The top potential use cases for the consumer goods space, says Mukherjee, are “generating novel, diverse, and personalized copy content, audio, video, and images at speed and scale; and saving time and cost for audiences in different languages spread across other geographical boundaries.”

Chat bot

Not only can this lead to improved product packaging, he says, but can result in faster A/B testing and improved marketing performance, and can even influence some of the growing e-commerce customer support technologies like chatbots, virtual assistants, and avatars. 

“They can provide real-time multilingual customer support and product demos, and any queries can be responded to based on customer sentiment in different regions resulting in improved customer satisfaction and reduced support costs.”

Across product innovation, generative AI can also provide more accurate recommendations,  says Mukherjee. “It can scout for trends, social media data, tweets, sentiments, and features based on what customers are currently looking for.”
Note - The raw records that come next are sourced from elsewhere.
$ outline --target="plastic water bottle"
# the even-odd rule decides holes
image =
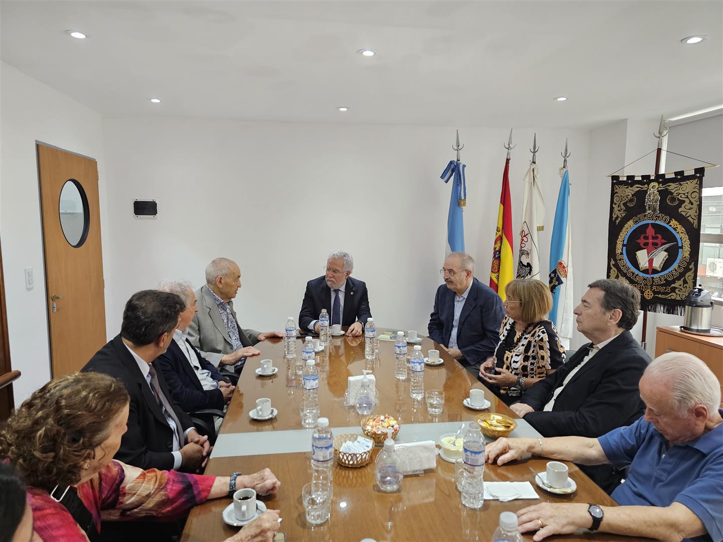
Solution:
[[[462,446],[462,504],[468,508],[481,508],[484,504],[484,437],[477,422],[469,422]]]
[[[334,436],[329,429],[329,418],[317,420],[312,434],[312,482],[333,483],[331,468],[334,464]]]
[[[394,340],[394,376],[400,380],[406,379],[406,339],[403,331],[398,331]]]
[[[517,515],[513,512],[503,512],[500,515],[500,526],[492,535],[492,542],[523,542],[517,527]]]
[[[301,375],[304,398],[301,400],[301,427],[313,427],[319,418],[319,373],[313,359],[307,360]]]
[[[379,452],[374,463],[377,485],[382,491],[390,493],[401,489],[402,474],[399,457],[394,451],[394,440],[390,434],[384,441],[384,449]]]
[[[294,317],[286,319],[286,333],[283,339],[283,355],[286,359],[294,359],[296,357],[296,322]]]
[[[374,410],[375,393],[372,381],[365,374],[362,379],[359,392],[356,394],[356,412],[359,414],[371,414]]]
[[[329,327],[329,313],[325,309],[321,309],[319,315],[319,345],[326,348],[330,340],[331,330]]]
[[[367,359],[374,359],[374,340],[377,338],[377,326],[371,318],[367,319],[367,325],[364,327],[364,357]]]
[[[424,397],[424,356],[422,353],[422,346],[415,345],[409,360],[411,370],[411,382],[409,383],[409,397],[412,399]],[[476,422],[475,422],[476,423]]]

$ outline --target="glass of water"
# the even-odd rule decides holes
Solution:
[[[301,501],[307,511],[307,521],[320,525],[331,513],[331,486],[326,482],[309,482],[301,489]]]
[[[445,405],[445,392],[441,390],[429,390],[424,393],[427,410],[430,414],[440,414]]]

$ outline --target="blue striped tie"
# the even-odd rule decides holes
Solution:
[[[341,323],[341,300],[339,299],[339,291],[334,291],[334,302],[331,305],[331,324]]]

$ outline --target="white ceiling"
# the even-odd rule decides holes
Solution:
[[[105,116],[589,127],[723,100],[721,1],[4,0],[0,14],[4,61]],[[680,44],[692,34],[709,38]]]

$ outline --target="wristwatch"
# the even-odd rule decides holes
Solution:
[[[231,479],[228,481],[228,496],[234,496],[236,493],[236,479],[241,476],[241,473],[232,473]]]
[[[602,509],[597,504],[590,504],[588,507],[588,513],[592,517],[592,525],[589,528],[590,531],[596,531],[600,528],[600,522],[602,521],[605,515],[602,513]]]

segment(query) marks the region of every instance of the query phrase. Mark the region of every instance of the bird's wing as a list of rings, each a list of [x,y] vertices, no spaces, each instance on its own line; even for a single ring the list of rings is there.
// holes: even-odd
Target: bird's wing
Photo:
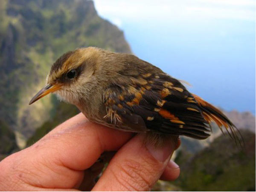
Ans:
[[[199,139],[209,135],[205,132],[210,131],[208,122],[198,101],[178,80],[165,74],[151,73],[130,80],[106,90],[106,120],[134,132],[150,131]]]

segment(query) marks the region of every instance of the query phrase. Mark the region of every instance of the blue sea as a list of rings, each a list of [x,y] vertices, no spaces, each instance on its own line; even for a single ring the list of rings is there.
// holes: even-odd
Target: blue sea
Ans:
[[[95,1],[98,13],[134,54],[217,106],[255,114],[255,1]]]

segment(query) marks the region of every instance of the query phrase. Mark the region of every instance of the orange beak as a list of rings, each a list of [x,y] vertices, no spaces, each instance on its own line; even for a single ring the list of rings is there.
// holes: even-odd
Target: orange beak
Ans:
[[[35,95],[30,100],[29,104],[31,105],[49,93],[59,89],[61,87],[61,84],[52,85],[51,84],[47,84],[42,89],[40,90],[38,93],[35,94]]]

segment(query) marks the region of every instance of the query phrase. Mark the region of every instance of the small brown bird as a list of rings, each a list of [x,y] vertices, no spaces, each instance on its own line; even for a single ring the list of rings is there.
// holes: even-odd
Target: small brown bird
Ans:
[[[205,139],[212,121],[238,139],[236,127],[220,110],[133,55],[95,47],[68,52],[53,64],[47,85],[29,104],[51,92],[76,106],[90,120],[148,133],[157,145],[172,135]]]

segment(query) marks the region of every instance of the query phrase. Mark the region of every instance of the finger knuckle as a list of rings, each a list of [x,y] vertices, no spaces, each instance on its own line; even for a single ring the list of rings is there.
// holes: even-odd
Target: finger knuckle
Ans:
[[[148,162],[138,162],[131,160],[124,161],[113,174],[119,184],[126,189],[132,191],[149,190],[154,183],[156,169]]]

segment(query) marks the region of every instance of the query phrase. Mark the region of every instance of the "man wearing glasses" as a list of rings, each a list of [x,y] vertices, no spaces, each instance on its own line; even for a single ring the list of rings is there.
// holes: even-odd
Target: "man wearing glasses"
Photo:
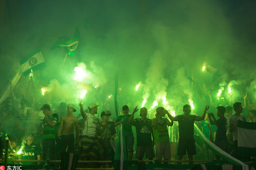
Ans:
[[[208,109],[209,106],[206,106],[201,117],[191,115],[190,106],[186,105],[183,106],[184,114],[172,118],[172,120],[179,122],[179,139],[177,152],[178,160],[182,160],[183,156],[186,154],[186,151],[187,152],[189,160],[193,160],[193,155],[197,154],[194,139],[194,122],[204,120],[206,111]],[[193,164],[193,163],[190,162],[189,163]],[[177,164],[181,164],[181,162],[178,162]]]

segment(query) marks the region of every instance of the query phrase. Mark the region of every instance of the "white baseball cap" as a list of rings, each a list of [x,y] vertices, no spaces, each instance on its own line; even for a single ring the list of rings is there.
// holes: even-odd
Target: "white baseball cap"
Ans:
[[[88,106],[88,108],[89,109],[92,109],[93,107],[98,107],[100,105],[96,105],[95,103],[91,103]]]

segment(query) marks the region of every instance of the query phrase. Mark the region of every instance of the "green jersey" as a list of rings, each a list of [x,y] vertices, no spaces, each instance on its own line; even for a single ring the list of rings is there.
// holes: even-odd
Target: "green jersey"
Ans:
[[[48,118],[51,121],[55,123],[58,122],[58,116],[56,113],[53,113],[48,116]],[[44,129],[43,131],[42,139],[54,139],[55,138],[55,134],[56,133],[56,128],[55,126],[52,126],[49,124],[45,118],[44,118]]]
[[[137,146],[148,146],[152,144],[152,120],[142,118],[135,119],[133,121],[133,126],[136,128]]]
[[[128,114],[128,116],[127,117],[125,117],[123,115],[120,115],[117,117],[115,121],[116,122],[119,122],[122,119],[125,120],[125,122],[122,123],[129,123],[129,119],[130,119],[130,117],[131,117],[131,114]],[[123,130],[124,131],[125,133],[132,133],[133,130],[132,130],[131,126],[130,125],[124,126]]]
[[[7,132],[5,129],[1,128],[0,129],[0,137],[3,136],[5,138],[8,137],[8,135],[7,135]]]
[[[154,118],[152,121],[152,129],[154,134],[155,142],[169,141],[170,140],[170,139],[167,125],[170,122],[165,118],[158,119],[156,129],[155,129],[153,127],[155,124],[155,122],[156,118]]]
[[[13,148],[13,149],[14,150],[16,150],[16,147],[15,147]],[[9,148],[8,148],[8,152],[7,153],[7,154],[8,154],[9,153],[10,153],[10,154],[7,157],[7,159],[8,160],[12,160],[13,159],[13,158],[14,157],[14,154],[13,154],[13,153],[11,152],[11,150],[10,150]],[[3,149],[3,155],[5,154],[5,149],[4,148]],[[12,162],[7,162],[8,163],[13,163]]]
[[[32,143],[30,145],[25,144],[22,150],[22,160],[37,160],[37,156],[41,154],[38,145]],[[27,164],[33,164],[33,162],[26,162]]]

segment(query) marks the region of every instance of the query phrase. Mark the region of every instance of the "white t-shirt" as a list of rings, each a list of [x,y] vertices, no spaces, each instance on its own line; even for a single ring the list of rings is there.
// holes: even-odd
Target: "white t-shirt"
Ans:
[[[85,117],[83,119],[84,125],[82,135],[96,137],[96,128],[100,122],[98,118],[89,113],[85,113]]]
[[[230,124],[234,125],[236,124],[236,122],[237,122],[238,120],[240,120],[244,122],[246,121],[246,119],[245,116],[241,115],[239,117],[235,114],[234,114],[229,118]],[[234,129],[234,130],[232,132],[232,133],[233,134],[233,140],[234,141],[237,141],[238,140],[237,127],[236,128]]]
[[[227,135],[228,133],[229,132],[229,118],[230,118],[228,117],[226,114],[224,114],[224,116],[226,118],[226,119],[227,119],[227,124],[228,126],[228,128],[227,128],[227,133],[226,133],[226,134]]]

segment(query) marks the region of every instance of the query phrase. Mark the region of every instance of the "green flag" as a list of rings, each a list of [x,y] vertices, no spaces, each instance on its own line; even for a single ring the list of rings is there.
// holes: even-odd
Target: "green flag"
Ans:
[[[54,50],[64,47],[67,54],[74,56],[79,38],[79,31],[77,27],[73,38],[71,39],[67,36],[59,37],[59,39],[53,44],[50,50]]]
[[[20,64],[23,74],[26,76],[31,72],[32,69],[36,70],[44,65],[44,60],[40,49],[37,48],[20,60]]]

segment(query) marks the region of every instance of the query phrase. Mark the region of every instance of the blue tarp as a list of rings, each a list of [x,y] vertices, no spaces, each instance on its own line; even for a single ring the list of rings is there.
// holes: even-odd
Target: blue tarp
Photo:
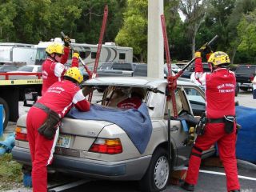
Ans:
[[[142,103],[138,110],[119,110],[91,104],[90,111],[81,112],[72,108],[68,117],[79,119],[99,120],[113,122],[120,126],[143,154],[152,133],[151,120],[147,106]]]
[[[237,158],[256,163],[256,109],[238,106],[236,117],[242,126],[236,143]]]

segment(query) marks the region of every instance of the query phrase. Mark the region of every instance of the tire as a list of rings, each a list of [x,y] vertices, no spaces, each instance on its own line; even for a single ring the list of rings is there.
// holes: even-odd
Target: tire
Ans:
[[[239,94],[239,86],[238,84],[237,83],[236,86],[235,86],[235,94],[234,94],[234,96],[237,97]]]
[[[158,192],[165,190],[170,177],[166,150],[158,148],[153,154],[150,166],[139,182],[141,191]]]
[[[3,130],[5,130],[5,128],[7,126],[7,123],[9,122],[10,110],[9,110],[9,106],[8,106],[7,102],[4,99],[2,99],[2,98],[0,98],[0,104],[2,104],[3,106],[2,126],[3,126]]]
[[[243,90],[243,91],[247,91],[248,90],[248,87],[241,87],[240,86],[240,90]]]

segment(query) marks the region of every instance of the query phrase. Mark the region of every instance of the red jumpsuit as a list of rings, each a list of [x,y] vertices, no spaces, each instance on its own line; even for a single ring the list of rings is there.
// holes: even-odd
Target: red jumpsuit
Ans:
[[[47,89],[54,82],[60,82],[63,78],[63,75],[66,70],[64,64],[66,62],[70,54],[70,49],[64,46],[64,54],[62,57],[61,62],[56,62],[53,58],[47,58],[42,64],[42,95],[43,95]],[[73,58],[71,66],[78,67],[78,59]]]
[[[207,118],[221,118],[224,115],[235,115],[234,74],[226,68],[217,68],[210,74],[203,74],[202,58],[195,60],[196,78],[206,86],[206,112]],[[206,123],[205,134],[198,135],[192,148],[186,182],[195,185],[198,178],[201,155],[203,150],[218,143],[219,156],[223,163],[227,190],[240,189],[235,157],[236,125],[234,131],[226,134],[224,123]]]
[[[38,101],[63,118],[74,105],[82,111],[90,110],[82,90],[68,80],[57,82]],[[38,132],[47,118],[46,113],[35,106],[28,112],[26,119],[27,137],[32,161],[32,184],[34,192],[47,191],[47,168],[53,160],[54,146],[58,138],[58,128],[53,139],[46,139]]]

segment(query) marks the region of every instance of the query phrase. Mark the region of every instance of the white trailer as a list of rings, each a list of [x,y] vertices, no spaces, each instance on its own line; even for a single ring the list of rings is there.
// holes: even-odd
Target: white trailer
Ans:
[[[86,43],[72,43],[79,51],[80,57],[88,66],[93,66],[95,62],[98,45]],[[98,66],[102,62],[132,62],[133,48],[117,46],[114,42],[106,42],[102,46]]]
[[[1,42],[0,63],[16,66],[34,65],[36,49],[33,44]]]
[[[72,41],[73,40],[73,41]],[[42,64],[46,58],[46,48],[54,42],[63,43],[60,38],[56,38],[52,42],[40,42],[37,47],[36,65]],[[71,39],[71,42],[74,42]],[[98,45],[87,43],[72,42],[74,48],[79,51],[80,57],[88,66],[94,66],[97,54]],[[70,53],[67,63],[71,63],[72,53]],[[106,42],[102,46],[101,55],[99,58],[98,66],[102,62],[133,62],[133,48],[125,46],[117,46],[114,42]],[[82,64],[81,64],[82,65]]]

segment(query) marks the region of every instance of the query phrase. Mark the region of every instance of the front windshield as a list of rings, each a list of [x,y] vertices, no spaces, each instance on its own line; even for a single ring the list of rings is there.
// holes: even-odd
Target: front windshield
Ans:
[[[21,66],[17,71],[32,72],[33,66]]]
[[[46,49],[45,48],[38,48],[36,60],[45,60],[46,58]]]

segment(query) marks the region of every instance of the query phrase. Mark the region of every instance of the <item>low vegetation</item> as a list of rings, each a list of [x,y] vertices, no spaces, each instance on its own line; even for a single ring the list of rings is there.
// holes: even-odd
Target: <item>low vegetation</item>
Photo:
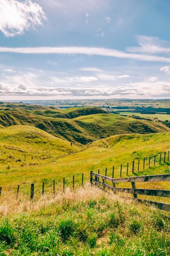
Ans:
[[[86,184],[37,201],[1,202],[2,255],[166,256],[170,216]]]

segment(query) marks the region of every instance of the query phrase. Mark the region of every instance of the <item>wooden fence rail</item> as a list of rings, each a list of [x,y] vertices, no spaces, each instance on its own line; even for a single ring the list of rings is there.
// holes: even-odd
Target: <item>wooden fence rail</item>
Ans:
[[[95,179],[93,178],[93,176],[95,177]],[[101,179],[102,181],[100,181],[99,180],[99,179]],[[107,184],[105,182],[105,181],[111,182],[113,186]],[[170,204],[147,200],[143,200],[142,199],[137,198],[137,195],[144,195],[151,196],[158,196],[170,198],[170,190],[136,189],[135,184],[135,182],[170,181],[170,174],[113,179],[103,175],[95,173],[92,171],[91,171],[90,181],[91,184],[95,184],[96,186],[100,188],[102,187],[103,189],[108,189],[110,190],[112,190],[115,193],[119,192],[133,194],[134,198],[135,198],[139,202],[144,202],[150,203],[150,204],[155,204],[159,209],[167,211],[170,211]],[[131,182],[132,188],[116,187],[116,182]]]

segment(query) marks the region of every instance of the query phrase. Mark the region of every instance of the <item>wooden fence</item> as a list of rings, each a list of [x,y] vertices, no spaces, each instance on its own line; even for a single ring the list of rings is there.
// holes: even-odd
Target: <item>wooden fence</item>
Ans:
[[[95,177],[94,179],[93,178],[93,176]],[[102,180],[102,182],[99,180],[100,179]],[[106,184],[105,181],[111,182],[112,183],[112,186]],[[116,193],[116,192],[119,192],[133,194],[133,198],[139,202],[145,202],[151,204],[154,204],[159,209],[167,211],[170,211],[170,204],[165,204],[152,201],[148,201],[147,200],[143,200],[137,198],[137,195],[144,195],[152,196],[170,198],[170,190],[136,189],[135,182],[163,181],[170,181],[170,174],[113,179],[103,175],[98,174],[98,173],[93,173],[92,171],[91,172],[90,182],[92,184],[93,184],[100,188],[102,188],[104,190],[106,189],[108,189],[110,190],[112,190],[115,193]],[[131,182],[132,188],[116,187],[116,183],[126,182]]]
[[[84,173],[82,173],[82,178],[81,178],[81,185],[82,187],[84,186]],[[73,191],[75,190],[75,175],[73,175],[73,180],[72,180],[72,189]],[[53,192],[52,193],[54,195],[55,195],[56,193],[55,191],[55,185],[56,182],[55,180],[53,180]],[[16,193],[16,198],[17,199],[18,196],[19,192],[20,190],[20,186],[18,185],[17,187],[17,191]],[[42,183],[42,195],[43,195],[45,193],[45,184],[44,182],[43,182]],[[62,181],[62,189],[63,191],[64,191],[65,189],[65,178],[63,178]],[[2,191],[2,186],[0,187],[0,196],[1,195],[1,193]],[[31,193],[30,193],[30,199],[32,200],[34,196],[34,183],[31,183]]]

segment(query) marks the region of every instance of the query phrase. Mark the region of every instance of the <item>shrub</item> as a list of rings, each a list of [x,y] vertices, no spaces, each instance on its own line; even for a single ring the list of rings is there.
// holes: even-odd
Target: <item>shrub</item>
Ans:
[[[137,234],[139,231],[141,226],[140,220],[133,220],[130,223],[130,229],[134,234]]]
[[[63,241],[66,241],[74,231],[74,224],[72,220],[62,220],[60,222],[59,230]]]
[[[90,248],[94,248],[96,245],[97,235],[96,234],[93,234],[90,236],[87,239],[88,243]]]
[[[9,245],[11,245],[15,240],[14,229],[7,219],[2,222],[0,226],[0,241],[4,242]]]

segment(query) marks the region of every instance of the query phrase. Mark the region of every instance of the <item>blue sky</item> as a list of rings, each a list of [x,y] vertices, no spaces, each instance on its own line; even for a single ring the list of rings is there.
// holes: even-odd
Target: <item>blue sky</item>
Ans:
[[[169,0],[0,0],[0,100],[170,99],[170,9]]]

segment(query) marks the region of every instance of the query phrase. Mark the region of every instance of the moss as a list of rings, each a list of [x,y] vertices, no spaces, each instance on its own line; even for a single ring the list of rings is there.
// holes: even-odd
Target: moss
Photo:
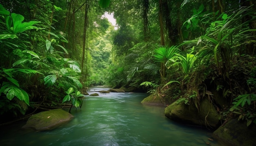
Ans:
[[[256,146],[256,125],[251,125],[247,127],[246,122],[232,119],[215,131],[213,135],[227,145]]]
[[[89,96],[99,96],[99,94],[98,93],[92,93],[91,94],[90,94],[90,95]]]
[[[147,105],[155,105],[159,106],[165,106],[166,104],[163,103],[162,99],[158,96],[151,94],[148,97],[144,98],[141,102],[142,104]]]
[[[217,127],[219,115],[212,104],[205,99],[200,102],[200,105],[198,110],[194,105],[178,103],[176,101],[165,108],[164,114],[174,121],[213,128]]]
[[[33,128],[38,131],[53,129],[70,120],[74,116],[58,108],[35,114],[30,117],[23,128]]]

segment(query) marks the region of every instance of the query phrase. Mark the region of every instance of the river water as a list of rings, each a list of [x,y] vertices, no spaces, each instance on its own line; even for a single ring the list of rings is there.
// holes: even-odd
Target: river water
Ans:
[[[25,123],[1,130],[2,146],[220,146],[207,129],[180,124],[164,116],[164,107],[140,102],[142,93],[99,93],[108,88],[93,88],[74,117],[49,131],[20,129]]]

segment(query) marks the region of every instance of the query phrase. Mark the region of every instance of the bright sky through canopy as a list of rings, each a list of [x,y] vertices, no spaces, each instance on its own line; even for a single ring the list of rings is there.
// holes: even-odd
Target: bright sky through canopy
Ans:
[[[114,18],[113,14],[112,13],[111,13],[110,14],[109,14],[108,12],[106,12],[102,16],[107,18],[108,20],[108,21],[111,23],[112,25],[115,27],[115,29],[117,30],[117,27],[116,26],[116,20]]]

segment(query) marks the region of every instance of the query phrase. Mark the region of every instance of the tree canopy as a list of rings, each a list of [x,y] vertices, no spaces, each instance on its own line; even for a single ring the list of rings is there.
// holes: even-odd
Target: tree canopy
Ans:
[[[198,108],[207,96],[256,123],[255,2],[0,2],[0,114],[78,107],[86,88],[107,85]],[[217,105],[213,91],[228,107]]]

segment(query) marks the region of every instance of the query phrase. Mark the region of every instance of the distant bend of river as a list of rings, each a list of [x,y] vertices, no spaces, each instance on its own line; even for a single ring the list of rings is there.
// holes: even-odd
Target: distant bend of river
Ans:
[[[81,108],[72,108],[71,121],[49,131],[20,129],[24,122],[2,130],[2,146],[220,146],[212,133],[180,124],[164,115],[164,107],[142,104],[142,93],[97,91],[92,88]]]

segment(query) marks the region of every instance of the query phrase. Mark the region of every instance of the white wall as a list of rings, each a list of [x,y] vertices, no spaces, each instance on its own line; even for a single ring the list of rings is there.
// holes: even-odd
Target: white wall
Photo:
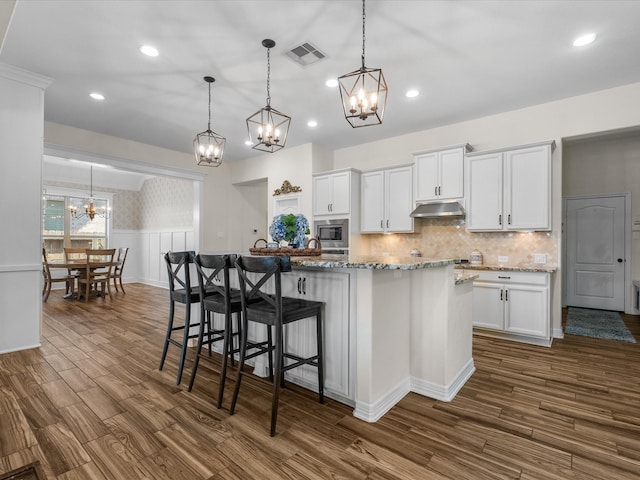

Harmon believes artificial intelligence could significantly transform three primary areas of business in the consumer goods space: 

  • Merchandising: Generative AI can quickly generate product descriptions and stories
  • Content Creation: Meta, for example, has demonstrated the ability of AI to generate images and landscapes from voice commands
  • Consumer Engagement: AI/ML can be used to find the language that generates the greatest response from consumers

Within these areas, CGT sees enormous potential, such as using image conversion tech within the beauty industry to streamline clunky AR applications, creating personalized product regiments by leveraging consumers’ past histories, and further tapping into consumer engagement efforts with generative AI-created quizzes and product education.

It’s easy to see this translating to several other categories, and expanding into even more use cases, but the key, according to experts, is to take it slow.

Keeping a Healthy Dose of Skepticism 

Generative AI risks

Why the caution sign? With a technology that is reliant on data inputs, there’s always risk. And in the case of generative AI, these risks include copyright infringement, insensitive content creation, misuse of content, and brand reputation repercussions. 

Take the virtual chat example as noted above: According to Mukherjee, chat agent conversations based on generative AI can lead to “surreal hallucinations or uncomfortable conversations, resulting in customers repelling the brand forever.”

While many companies have specific guidelines and parameters to fine-tune responses and hopefully avoid these situations, Mukherjee notes that these parameters will evolve and train as time goes on. Early on, however, content can result in biased and insensitive content, and it’s especially important that consumer goods companies keep an eye for tech providers without transparent data sources and usage policies.

There are several limitations, says Gartner, which notes that ChatGPT, for example, is only trained on data through 2021, cannot cite its sources, does not provide data privacy assurances, and does not currently have a supported API available. 

Much of the risks are due to the vastness of generative AI, which generates text and graphics based on the huge amount of data it has processed, says Harmon. This could include personal information and copyrighted info, with the potential to generate incorrect information since there is no human involved in the process.

The best strategy at present, says Harmon, is “cautious experimentation.”